I took I look at the Public Education numbers. They're damn depressing. Even Republican Senate Finance Chair Steve Ogden admits the budget proposal will "decimate public education".

The top 20 school districts by jobs lost are:

Houston ISD, Dallas ISD, Austin ISD, Frisco ISD, Plano ISD, North East ISD, Round Rock ISD, Lewisville ISD, Northside ISD, Leander ISD, Spring Branch ISD, Northwest ISD, Clear Creek ISD, Carrollton-Farmers Branch ISD, Denton ISD, Richardson ISD, United ISD, Comal ISD, Katy ISD.

Those 20 districts reside in 10 counties. Even that doesn't really tell the entire picture. Three of those schools are the only schools in their county in the top 20 - United, Comal and Clear Creek. The other 13 districts are in Harris, Dallas, Collin, Travis, Denton, Bexar, Travis and Williamson counties. For those of you not from Texas (and I had to look up Collin county myself) the metro areas that you're probably familiar with in those counties are Houston, Dallas-Fort Worth, Austin, and San Antonio. In fact, with the exception of United ISD which is in Laredo, the other two districts qualify as part of those listed metro areas (San Antonio and Houston, respectively).

The total estimated job loss for those 20 districts - 32,725. The total for the state - 79,161.

When you dig a little deeper and look at district enrollments, the numbers look even worse. The top 5 districts in that list have a combined enrollment of almost 600,000. Nine of them have over 50,000 students. Two of them have over 100,000. Houston alone has 202,773. For comparison, that means Houston ISD serves more children than live DesMoines, Iowa.

Yet HISD is loosing 6,890 jobs. Now, some of those may not be teaching positions, granted. No, they'll lay off librarians and custodians and aides. But they will lay off teachers as well. Ask the ones who remain to teach more classes, with more students, with less support and all for the same salary.

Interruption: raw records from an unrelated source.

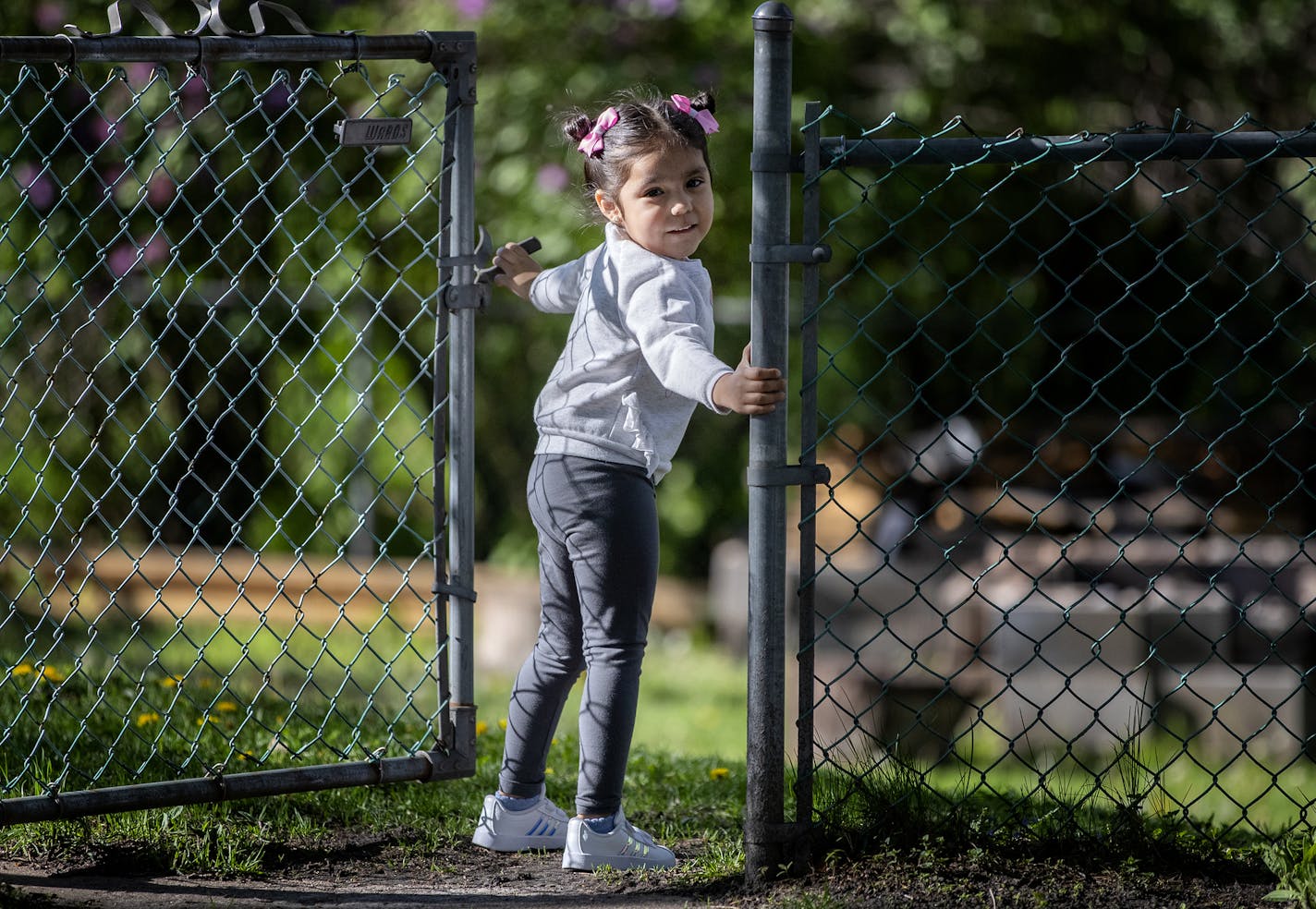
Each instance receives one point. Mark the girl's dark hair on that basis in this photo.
(645, 123)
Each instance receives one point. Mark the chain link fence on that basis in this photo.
(1064, 390)
(224, 415)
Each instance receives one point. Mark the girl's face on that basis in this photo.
(666, 204)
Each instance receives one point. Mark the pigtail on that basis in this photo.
(703, 102)
(577, 127)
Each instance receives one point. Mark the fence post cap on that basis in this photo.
(773, 16)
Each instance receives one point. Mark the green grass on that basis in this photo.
(686, 779)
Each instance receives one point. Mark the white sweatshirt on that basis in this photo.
(637, 359)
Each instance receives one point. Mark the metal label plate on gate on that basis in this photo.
(374, 130)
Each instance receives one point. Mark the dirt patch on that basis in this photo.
(381, 872)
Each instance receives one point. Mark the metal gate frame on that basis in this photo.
(456, 306)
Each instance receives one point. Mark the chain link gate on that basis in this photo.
(1058, 555)
(236, 427)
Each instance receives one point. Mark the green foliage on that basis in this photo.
(1045, 67)
(1293, 861)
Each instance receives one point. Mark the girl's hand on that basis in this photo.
(750, 390)
(518, 270)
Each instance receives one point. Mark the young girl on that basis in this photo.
(637, 360)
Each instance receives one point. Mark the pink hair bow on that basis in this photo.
(703, 117)
(591, 146)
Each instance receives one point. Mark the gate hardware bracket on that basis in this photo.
(775, 162)
(468, 297)
(790, 253)
(782, 475)
(453, 591)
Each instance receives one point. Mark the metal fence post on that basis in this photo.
(769, 334)
(461, 358)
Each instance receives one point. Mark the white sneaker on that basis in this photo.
(505, 830)
(626, 847)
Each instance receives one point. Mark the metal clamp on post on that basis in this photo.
(449, 591)
(791, 254)
(782, 475)
(468, 297)
(775, 162)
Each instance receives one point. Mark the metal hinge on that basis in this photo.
(468, 297)
(790, 253)
(782, 475)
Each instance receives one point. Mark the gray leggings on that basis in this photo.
(598, 527)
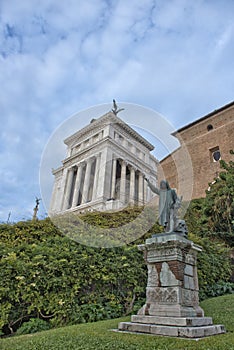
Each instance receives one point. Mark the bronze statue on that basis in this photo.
(169, 204)
(35, 210)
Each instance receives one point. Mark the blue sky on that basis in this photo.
(60, 57)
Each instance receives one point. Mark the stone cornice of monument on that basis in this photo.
(107, 119)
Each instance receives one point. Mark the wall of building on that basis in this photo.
(203, 140)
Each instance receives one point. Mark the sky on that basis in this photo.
(58, 58)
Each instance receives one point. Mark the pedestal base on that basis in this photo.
(196, 327)
(172, 301)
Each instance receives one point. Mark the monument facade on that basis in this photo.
(104, 168)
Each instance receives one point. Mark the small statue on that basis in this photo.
(115, 109)
(169, 204)
(35, 210)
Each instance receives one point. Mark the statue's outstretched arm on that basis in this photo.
(152, 187)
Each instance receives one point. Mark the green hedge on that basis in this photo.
(44, 274)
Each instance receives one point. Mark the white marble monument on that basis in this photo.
(104, 168)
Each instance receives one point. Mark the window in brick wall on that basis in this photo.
(215, 154)
(209, 127)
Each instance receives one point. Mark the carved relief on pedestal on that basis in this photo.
(167, 277)
(162, 295)
(190, 297)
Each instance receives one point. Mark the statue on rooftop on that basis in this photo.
(115, 109)
(35, 210)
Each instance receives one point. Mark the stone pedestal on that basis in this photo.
(172, 302)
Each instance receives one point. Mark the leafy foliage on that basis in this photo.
(219, 204)
(33, 326)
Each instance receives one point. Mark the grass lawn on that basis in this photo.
(99, 335)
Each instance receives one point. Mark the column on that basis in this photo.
(86, 181)
(132, 186)
(141, 190)
(68, 188)
(145, 191)
(77, 186)
(123, 182)
(95, 182)
(113, 181)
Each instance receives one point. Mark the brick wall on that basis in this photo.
(201, 139)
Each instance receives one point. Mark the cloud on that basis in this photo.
(58, 57)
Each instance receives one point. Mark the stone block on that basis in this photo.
(172, 331)
(173, 321)
(188, 270)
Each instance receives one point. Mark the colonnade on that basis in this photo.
(124, 183)
(81, 183)
(128, 183)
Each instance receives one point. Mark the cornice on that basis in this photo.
(107, 119)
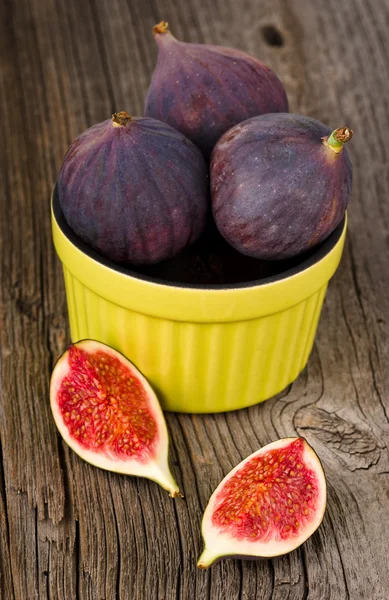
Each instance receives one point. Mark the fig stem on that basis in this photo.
(162, 27)
(338, 138)
(120, 119)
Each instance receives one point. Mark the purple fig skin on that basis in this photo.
(204, 90)
(138, 193)
(277, 188)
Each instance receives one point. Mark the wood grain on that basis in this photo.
(69, 530)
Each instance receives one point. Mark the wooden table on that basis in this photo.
(69, 530)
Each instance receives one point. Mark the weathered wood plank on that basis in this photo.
(76, 532)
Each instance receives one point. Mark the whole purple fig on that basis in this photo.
(280, 184)
(134, 189)
(204, 90)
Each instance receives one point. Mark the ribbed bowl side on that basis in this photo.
(197, 367)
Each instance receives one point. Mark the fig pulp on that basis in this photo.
(266, 506)
(204, 90)
(108, 414)
(134, 189)
(280, 184)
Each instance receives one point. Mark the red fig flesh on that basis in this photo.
(267, 506)
(134, 189)
(280, 184)
(203, 90)
(108, 414)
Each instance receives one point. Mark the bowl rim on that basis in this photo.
(318, 253)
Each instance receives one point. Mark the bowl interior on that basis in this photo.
(209, 263)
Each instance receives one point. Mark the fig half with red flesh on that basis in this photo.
(107, 412)
(267, 506)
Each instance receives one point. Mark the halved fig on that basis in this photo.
(267, 506)
(107, 412)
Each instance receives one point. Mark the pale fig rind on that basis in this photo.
(220, 544)
(155, 467)
(203, 90)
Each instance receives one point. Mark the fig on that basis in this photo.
(134, 189)
(267, 506)
(203, 90)
(280, 184)
(106, 411)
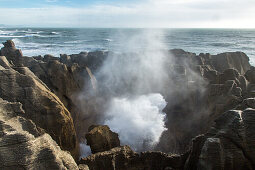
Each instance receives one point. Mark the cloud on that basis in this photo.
(143, 13)
(51, 0)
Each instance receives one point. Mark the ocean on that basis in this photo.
(55, 41)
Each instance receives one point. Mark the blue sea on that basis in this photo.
(55, 41)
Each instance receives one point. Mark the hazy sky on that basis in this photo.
(129, 13)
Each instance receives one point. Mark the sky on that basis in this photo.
(129, 13)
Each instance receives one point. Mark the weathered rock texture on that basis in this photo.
(40, 104)
(123, 158)
(25, 146)
(229, 144)
(101, 138)
(47, 88)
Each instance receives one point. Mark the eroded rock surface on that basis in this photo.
(229, 144)
(41, 105)
(100, 138)
(123, 158)
(23, 145)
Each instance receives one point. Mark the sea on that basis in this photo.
(56, 41)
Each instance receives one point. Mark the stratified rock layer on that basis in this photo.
(39, 103)
(24, 146)
(229, 144)
(123, 158)
(101, 138)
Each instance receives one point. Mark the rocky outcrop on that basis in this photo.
(100, 138)
(41, 106)
(237, 60)
(123, 158)
(23, 145)
(12, 53)
(229, 144)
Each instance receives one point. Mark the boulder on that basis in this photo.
(23, 145)
(100, 138)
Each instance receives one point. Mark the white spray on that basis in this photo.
(131, 82)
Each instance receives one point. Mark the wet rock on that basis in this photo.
(236, 60)
(227, 145)
(250, 75)
(123, 158)
(100, 138)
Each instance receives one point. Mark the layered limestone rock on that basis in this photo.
(123, 158)
(12, 53)
(229, 144)
(41, 105)
(23, 145)
(100, 138)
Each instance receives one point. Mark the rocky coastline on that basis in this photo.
(41, 122)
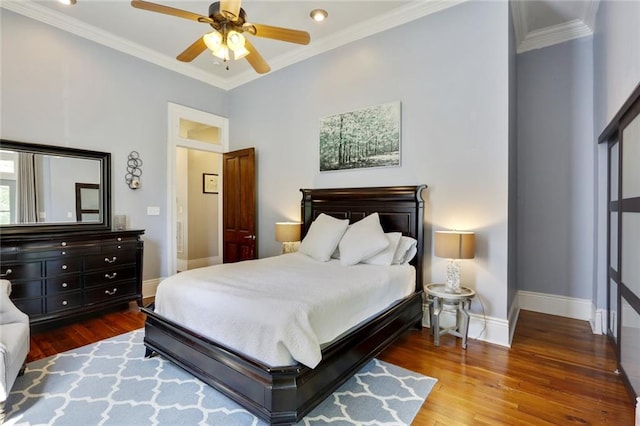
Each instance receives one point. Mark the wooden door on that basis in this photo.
(239, 206)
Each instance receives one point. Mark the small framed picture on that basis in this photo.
(210, 183)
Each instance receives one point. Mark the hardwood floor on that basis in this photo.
(556, 372)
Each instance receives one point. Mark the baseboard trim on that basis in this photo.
(569, 307)
(149, 287)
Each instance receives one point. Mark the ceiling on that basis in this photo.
(159, 38)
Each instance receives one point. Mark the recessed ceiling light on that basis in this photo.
(318, 15)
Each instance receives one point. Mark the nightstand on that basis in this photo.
(437, 298)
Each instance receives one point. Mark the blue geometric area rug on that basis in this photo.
(111, 383)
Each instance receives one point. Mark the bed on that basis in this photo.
(284, 395)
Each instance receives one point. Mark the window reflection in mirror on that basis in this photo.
(43, 185)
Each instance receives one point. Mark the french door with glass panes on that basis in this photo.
(623, 229)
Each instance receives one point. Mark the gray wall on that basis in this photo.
(616, 74)
(452, 79)
(513, 170)
(555, 170)
(59, 89)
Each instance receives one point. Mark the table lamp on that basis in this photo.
(288, 233)
(454, 245)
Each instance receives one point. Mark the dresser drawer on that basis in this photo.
(62, 284)
(22, 270)
(110, 292)
(111, 275)
(31, 307)
(119, 246)
(26, 289)
(101, 261)
(64, 301)
(62, 252)
(57, 267)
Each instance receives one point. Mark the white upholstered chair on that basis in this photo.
(14, 343)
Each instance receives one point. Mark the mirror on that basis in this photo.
(50, 188)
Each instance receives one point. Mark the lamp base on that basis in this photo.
(291, 247)
(453, 277)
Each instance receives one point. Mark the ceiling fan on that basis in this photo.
(229, 22)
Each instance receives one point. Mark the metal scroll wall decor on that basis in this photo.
(134, 170)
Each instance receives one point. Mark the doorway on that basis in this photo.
(195, 146)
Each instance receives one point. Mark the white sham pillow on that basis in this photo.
(362, 240)
(385, 257)
(323, 237)
(407, 249)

It's not enough that the State Board of Education seems hell bent on ignoring science and history and rewriting curriculums to proselytize to children. Now the state would rather gut our education system from the ground up rather than raise taxes. Texas does not have a state income tax. Since starting one would take an amendment to the state constitution, there's virtually no chance of one. We could raise other taxes though. 

But no. That can't be done. We must balance the budget without bringing in any more income. There's only one way to do that.

The cost will be borne on the backs of our children.

H/T to The Burnt Orange Report

1 comment:

skyewriter said...

Hey, True Blue. How have you been?

Sorry for being AWOL for so long.

I am glad to see you are still blogging excellent and meaningful posts.

It is terrifying to me as an educator to see the ever-increasing crisis facing our nation's schools.

I know so many teachers who are scared; I know so many students and parents who are scared; I know *of* so many politicians who don't seem to care about any of it.

I try not to be too cynical, but when those elected to represent us side with dollars instead of sense... the end will not be good.